Kate Saenko – Learning from Small and Biased Datasets
Abstract: Deep Learning has made exciting progress on many computer vision problems such as object recognition in images and video. However, it has relied on large datasets that can be expensive and time-consuming to collect and label. Datasets can also suffer from “dataset bias,” which happens when the training data is not representative of the future deployment domain. Dataset bias is a major problem in computer vision — even the most powerful deep neural networks fail to generalize to out-of-sample data. A classic example of this is when a network trained to classify handwritten digits fails to recognize typed digits, but this problem happens in many situations, such as new geographic locations, changing demographics, and simulation-to-real learning. Can we solve dataset bias and learn with only a limited amount of supervision? Indeed, we can, under certain assumptions. I will describe some recent work based on domain adaptation of deep learning models and point out several assumptions they make and situations they fail to handle. I will also describe recent efforts to improve adaptation by using unlabeled data to learn better features, with ideas from self-supervised learning.
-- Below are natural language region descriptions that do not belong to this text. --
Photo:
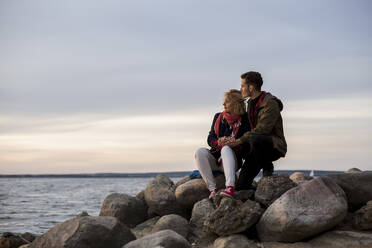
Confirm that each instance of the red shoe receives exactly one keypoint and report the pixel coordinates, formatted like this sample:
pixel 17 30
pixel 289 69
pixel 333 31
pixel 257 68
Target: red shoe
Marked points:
pixel 213 193
pixel 229 192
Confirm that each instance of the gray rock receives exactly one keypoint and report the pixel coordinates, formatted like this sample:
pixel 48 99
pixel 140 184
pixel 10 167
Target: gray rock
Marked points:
pixel 191 192
pixel 200 212
pixel 285 245
pixel 271 188
pixel 357 186
pixel 244 195
pixel 342 239
pixel 353 170
pixel 234 241
pixel 233 216
pixel 162 239
pixel 306 210
pixel 173 222
pixel 82 214
pixel 12 240
pixel 362 218
pixel 145 228
pixel 160 196
pixel 299 177
pixel 85 232
pixel 128 209
pixel 182 181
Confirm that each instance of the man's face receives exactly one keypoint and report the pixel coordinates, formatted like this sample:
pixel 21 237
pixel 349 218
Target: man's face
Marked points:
pixel 244 89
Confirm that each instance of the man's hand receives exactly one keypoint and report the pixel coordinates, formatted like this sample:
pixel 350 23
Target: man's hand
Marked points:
pixel 223 141
pixel 233 142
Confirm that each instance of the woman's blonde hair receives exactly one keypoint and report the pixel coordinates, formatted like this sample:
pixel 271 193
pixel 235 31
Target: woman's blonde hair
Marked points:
pixel 236 100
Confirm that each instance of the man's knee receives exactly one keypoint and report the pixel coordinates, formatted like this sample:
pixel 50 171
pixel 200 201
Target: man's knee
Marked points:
pixel 201 152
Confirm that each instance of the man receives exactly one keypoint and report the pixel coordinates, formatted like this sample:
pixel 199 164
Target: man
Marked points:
pixel 265 141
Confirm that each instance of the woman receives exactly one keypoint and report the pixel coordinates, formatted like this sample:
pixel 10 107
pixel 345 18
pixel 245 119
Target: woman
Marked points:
pixel 232 122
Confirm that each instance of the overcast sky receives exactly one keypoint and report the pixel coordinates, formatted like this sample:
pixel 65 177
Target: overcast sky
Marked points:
pixel 132 86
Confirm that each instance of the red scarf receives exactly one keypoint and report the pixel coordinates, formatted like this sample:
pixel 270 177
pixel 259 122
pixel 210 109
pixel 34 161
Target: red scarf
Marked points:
pixel 233 120
pixel 253 114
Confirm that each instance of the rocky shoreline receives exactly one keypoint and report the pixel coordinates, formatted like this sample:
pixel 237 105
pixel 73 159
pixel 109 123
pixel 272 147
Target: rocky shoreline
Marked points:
pixel 334 210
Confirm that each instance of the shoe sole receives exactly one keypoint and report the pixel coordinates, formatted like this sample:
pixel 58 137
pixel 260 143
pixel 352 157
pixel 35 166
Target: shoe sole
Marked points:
pixel 225 194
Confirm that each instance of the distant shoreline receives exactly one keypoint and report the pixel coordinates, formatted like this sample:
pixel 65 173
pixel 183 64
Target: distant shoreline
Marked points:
pixel 142 175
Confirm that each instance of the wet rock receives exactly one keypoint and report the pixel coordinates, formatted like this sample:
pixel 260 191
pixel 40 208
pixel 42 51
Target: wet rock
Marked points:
pixel 342 239
pixel 244 195
pixel 182 181
pixel 145 228
pixel 12 240
pixel 86 232
pixel 306 210
pixel 271 188
pixel 200 212
pixel 173 222
pixel 362 219
pixel 191 192
pixel 128 209
pixel 234 241
pixel 299 177
pixel 357 186
pixel 82 214
pixel 160 196
pixel 353 170
pixel 233 216
pixel 163 239
pixel 141 195
pixel 285 245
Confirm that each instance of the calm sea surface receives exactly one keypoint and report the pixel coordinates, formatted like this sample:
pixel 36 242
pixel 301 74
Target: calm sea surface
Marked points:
pixel 37 204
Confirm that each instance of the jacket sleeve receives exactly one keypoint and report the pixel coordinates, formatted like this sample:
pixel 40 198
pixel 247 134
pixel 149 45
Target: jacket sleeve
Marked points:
pixel 212 136
pixel 266 122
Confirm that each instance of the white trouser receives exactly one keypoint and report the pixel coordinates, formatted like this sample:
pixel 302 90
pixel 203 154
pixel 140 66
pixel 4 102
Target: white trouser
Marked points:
pixel 206 163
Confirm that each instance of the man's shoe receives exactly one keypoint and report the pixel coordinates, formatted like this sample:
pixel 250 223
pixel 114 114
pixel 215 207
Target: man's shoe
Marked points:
pixel 268 171
pixel 229 192
pixel 213 193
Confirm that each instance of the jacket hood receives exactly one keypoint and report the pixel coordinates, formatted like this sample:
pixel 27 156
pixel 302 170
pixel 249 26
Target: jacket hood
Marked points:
pixel 269 96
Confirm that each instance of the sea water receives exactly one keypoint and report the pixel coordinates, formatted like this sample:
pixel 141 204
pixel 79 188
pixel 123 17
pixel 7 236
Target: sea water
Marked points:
pixel 37 204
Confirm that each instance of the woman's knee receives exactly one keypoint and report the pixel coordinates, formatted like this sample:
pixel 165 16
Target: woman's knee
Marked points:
pixel 226 150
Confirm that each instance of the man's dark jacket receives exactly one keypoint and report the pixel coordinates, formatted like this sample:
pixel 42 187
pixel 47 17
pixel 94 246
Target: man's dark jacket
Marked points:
pixel 269 122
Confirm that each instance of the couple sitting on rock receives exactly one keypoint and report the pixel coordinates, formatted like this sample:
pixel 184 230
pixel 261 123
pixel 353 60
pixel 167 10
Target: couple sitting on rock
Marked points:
pixel 249 130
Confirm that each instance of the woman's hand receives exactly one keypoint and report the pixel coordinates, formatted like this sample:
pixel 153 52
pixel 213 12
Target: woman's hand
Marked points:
pixel 223 141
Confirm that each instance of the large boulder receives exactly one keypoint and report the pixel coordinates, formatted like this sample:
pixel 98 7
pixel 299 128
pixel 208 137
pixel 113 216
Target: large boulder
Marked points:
pixel 160 196
pixel 173 222
pixel 145 228
pixel 299 177
pixel 271 188
pixel 12 240
pixel 342 239
pixel 233 216
pixel 200 213
pixel 234 241
pixel 244 195
pixel 357 186
pixel 306 210
pixel 128 209
pixel 86 232
pixel 362 218
pixel 190 192
pixel 182 181
pixel 162 239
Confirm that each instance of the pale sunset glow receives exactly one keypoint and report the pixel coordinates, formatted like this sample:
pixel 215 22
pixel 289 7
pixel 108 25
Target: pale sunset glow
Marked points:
pixel 132 86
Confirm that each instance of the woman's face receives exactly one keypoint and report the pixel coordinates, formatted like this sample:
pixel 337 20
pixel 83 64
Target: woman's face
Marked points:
pixel 227 105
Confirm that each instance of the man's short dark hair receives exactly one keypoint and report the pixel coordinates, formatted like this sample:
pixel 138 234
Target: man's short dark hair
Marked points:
pixel 254 78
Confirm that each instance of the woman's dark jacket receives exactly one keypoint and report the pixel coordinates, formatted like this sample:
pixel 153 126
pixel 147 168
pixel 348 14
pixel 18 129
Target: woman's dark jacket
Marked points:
pixel 226 130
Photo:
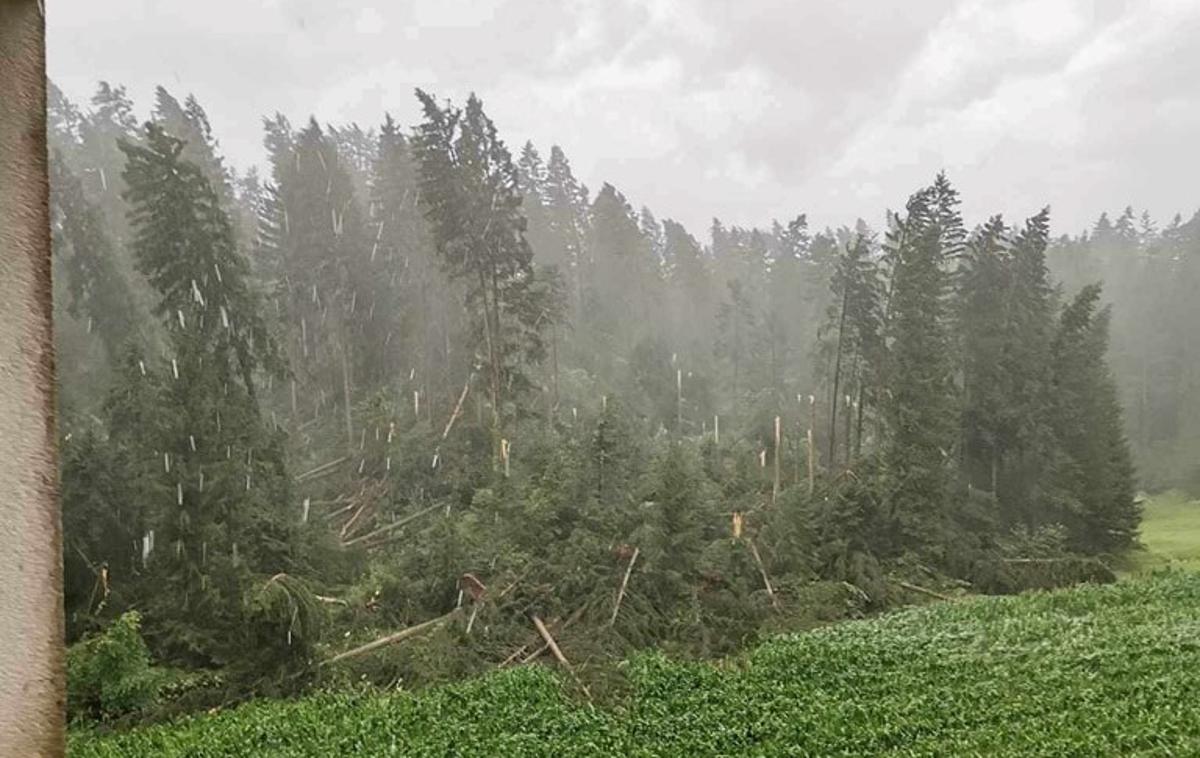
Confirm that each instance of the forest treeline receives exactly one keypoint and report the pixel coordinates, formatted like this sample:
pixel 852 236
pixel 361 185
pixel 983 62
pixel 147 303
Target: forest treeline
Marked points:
pixel 412 376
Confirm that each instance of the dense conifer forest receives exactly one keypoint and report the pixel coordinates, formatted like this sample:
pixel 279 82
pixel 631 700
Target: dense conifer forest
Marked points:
pixel 415 403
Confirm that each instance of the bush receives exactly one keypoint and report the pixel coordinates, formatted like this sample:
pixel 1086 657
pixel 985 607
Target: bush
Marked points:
pixel 109 674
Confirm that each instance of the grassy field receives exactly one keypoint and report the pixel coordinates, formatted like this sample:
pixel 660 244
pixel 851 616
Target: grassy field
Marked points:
pixel 1170 534
pixel 1093 671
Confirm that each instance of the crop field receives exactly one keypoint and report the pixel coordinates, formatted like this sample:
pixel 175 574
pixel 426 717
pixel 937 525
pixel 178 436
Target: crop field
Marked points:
pixel 1093 671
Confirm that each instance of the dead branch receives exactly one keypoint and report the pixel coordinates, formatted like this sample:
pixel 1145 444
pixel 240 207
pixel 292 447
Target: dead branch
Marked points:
pixel 922 590
pixel 457 408
pixel 391 527
pixel 762 570
pixel 544 648
pixel 321 469
pixel 558 655
pixel 390 639
pixel 624 583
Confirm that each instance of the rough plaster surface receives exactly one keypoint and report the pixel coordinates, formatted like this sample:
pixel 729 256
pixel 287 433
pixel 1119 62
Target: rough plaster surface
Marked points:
pixel 31 677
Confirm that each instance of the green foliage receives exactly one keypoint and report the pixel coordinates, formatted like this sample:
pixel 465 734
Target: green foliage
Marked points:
pixel 109 673
pixel 1092 671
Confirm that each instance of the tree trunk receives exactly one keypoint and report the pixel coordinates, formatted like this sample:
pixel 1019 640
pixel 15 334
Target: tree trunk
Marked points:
pixel 837 379
pixel 31 668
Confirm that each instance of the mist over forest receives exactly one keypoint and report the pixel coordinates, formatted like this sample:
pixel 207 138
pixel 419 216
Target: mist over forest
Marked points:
pixel 419 376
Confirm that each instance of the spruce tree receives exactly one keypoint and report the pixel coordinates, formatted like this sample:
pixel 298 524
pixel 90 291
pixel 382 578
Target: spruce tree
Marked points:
pixel 1093 476
pixel 209 471
pixel 471 197
pixel 921 405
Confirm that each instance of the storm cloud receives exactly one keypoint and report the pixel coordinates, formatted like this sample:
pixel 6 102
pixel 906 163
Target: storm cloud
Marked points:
pixel 745 110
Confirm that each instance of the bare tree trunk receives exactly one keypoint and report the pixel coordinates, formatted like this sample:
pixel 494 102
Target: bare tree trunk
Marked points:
pixel 346 395
pixel 33 710
pixel 837 379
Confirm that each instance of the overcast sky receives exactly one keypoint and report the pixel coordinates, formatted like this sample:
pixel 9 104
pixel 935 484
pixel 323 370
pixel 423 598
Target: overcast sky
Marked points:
pixel 742 109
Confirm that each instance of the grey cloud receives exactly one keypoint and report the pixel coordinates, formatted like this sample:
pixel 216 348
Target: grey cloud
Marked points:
pixel 699 108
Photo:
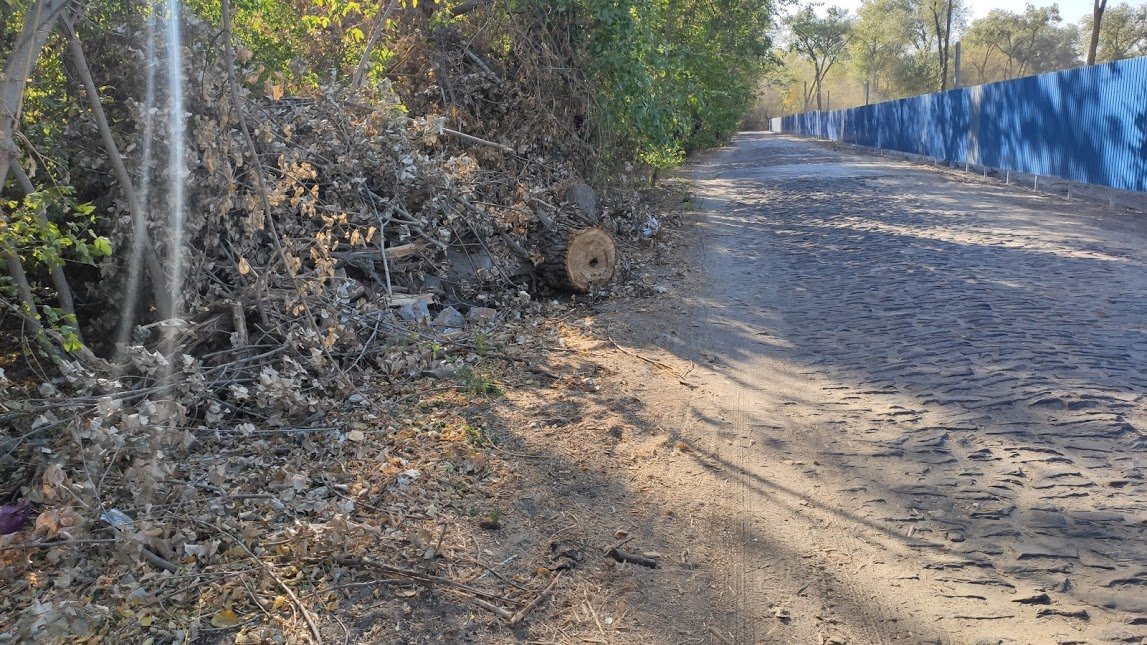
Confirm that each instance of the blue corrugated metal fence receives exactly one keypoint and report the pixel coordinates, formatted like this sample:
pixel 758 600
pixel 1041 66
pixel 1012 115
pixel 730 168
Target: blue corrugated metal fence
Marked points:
pixel 1086 124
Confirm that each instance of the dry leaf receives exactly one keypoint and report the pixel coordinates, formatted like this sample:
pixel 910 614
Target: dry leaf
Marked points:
pixel 225 618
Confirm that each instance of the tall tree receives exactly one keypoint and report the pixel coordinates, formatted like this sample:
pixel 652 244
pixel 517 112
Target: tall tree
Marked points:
pixel 939 18
pixel 879 43
pixel 1021 44
pixel 1123 32
pixel 1097 21
pixel 819 40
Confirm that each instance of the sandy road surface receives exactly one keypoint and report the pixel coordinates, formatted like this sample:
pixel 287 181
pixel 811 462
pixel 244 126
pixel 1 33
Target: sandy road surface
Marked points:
pixel 918 411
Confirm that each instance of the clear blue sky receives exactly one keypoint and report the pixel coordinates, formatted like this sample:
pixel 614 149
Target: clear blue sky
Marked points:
pixel 1070 9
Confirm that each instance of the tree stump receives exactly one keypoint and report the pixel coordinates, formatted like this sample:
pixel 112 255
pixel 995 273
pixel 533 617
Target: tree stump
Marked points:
pixel 578 259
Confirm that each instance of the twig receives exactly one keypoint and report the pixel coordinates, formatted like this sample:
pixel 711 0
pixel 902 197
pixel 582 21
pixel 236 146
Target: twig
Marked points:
pixel 473 139
pixel 647 359
pixel 266 568
pixel 53 544
pixel 157 561
pixel 719 636
pixel 537 600
pixel 419 576
pixel 502 613
pixel 483 64
pixel 632 558
pixel 375 33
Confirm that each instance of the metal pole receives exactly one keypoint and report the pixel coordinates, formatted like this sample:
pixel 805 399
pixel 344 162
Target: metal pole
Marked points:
pixel 956 82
Bio: Kate is an Associate Professor of Computer Science at Boston University and a consulting professor for the MIT-IBM Watson AI Lab. She leads the Computer Vision and Learning Group at BU, is the founder and co-director of the Artificial Intelligence Research (AIR) initiative, and member of the Image and Video Computing research group. Kate received a PhD from MIT and did her postdoctoral training at UC Berkeley and Harvard. Her research interests are in the broad area of Artificial Intelligence with a focus on dataset bias, adaptive machine learning, learning for image and language understanding, and deep learning.